A massive undertaking is underway to reveal what lies beneath the oceans that cover 70% of the Earth’s surface.
Scientists hope to complete the map by 2030.
When they do, the whereabouts of sunken cities, ships and aircraft will be laid bare.
Many are hoping mysteries like the fate of the Malaysian flight MH370, the legends of the lost world of Atlantis and the final resting place of intrepid flier Amy Johnson will finally be resolved.
Why map the seabed?
The Seabed 2030 project is headed by the Japanese Nippon Foundation, aided by governments and research groups around the world.
They hope to collate data from undersea exploration to show what really lies in the hidden depths of the world’s oceans.
Although oceans and seas only cover around 40% of the northern hemisphere, the southern hemisphere is covered by vast and mainly undiscovered waters.
Besides revealing secrets, the map is intended to carry out scientific research to find ways to protect the oceanic environment and to discover ways to better use the sea as a resource while maintaining sustainability.
Researchers say understanding the seabed also helps climate control, as the seas regulate the planet’s temperature between the icy poles and the warm tropics.

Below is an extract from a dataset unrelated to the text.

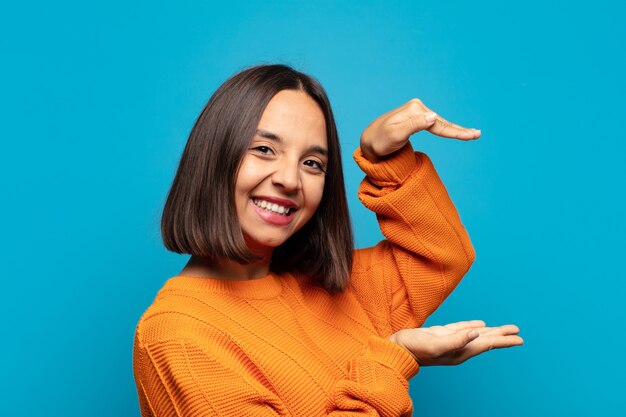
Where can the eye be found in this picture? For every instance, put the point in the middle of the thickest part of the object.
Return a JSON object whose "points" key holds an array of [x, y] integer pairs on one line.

Answers to fundamental problems
Seabed maps will also help predict earthquakes and tsunami waves. The data will also help manage fishing stocks, route cables and the exploitation of mineral resources.
So far, only around 20% of the seabed is mapped. Much of the data comes from more than a century ago, when sailors plumbed the depths with lead weights thrown overboard from ships on ropes.
“We know more about planets and moons in the solar system than we do about our own oceans,” says the Seabed 2030 web site. “This poses fundamental problems for humanity that we hope to resolve.”
The mandate to map the oceans was granted to the General Bathymetric Chart of the Oceans (GEBCO).
Scientists plan to make a high definition digital map of the seabed with sonar equipment mounted on research vessels. They will criss-cross the oceans in the same way satellites mapped the surface of Mars, the Moon and the Earth.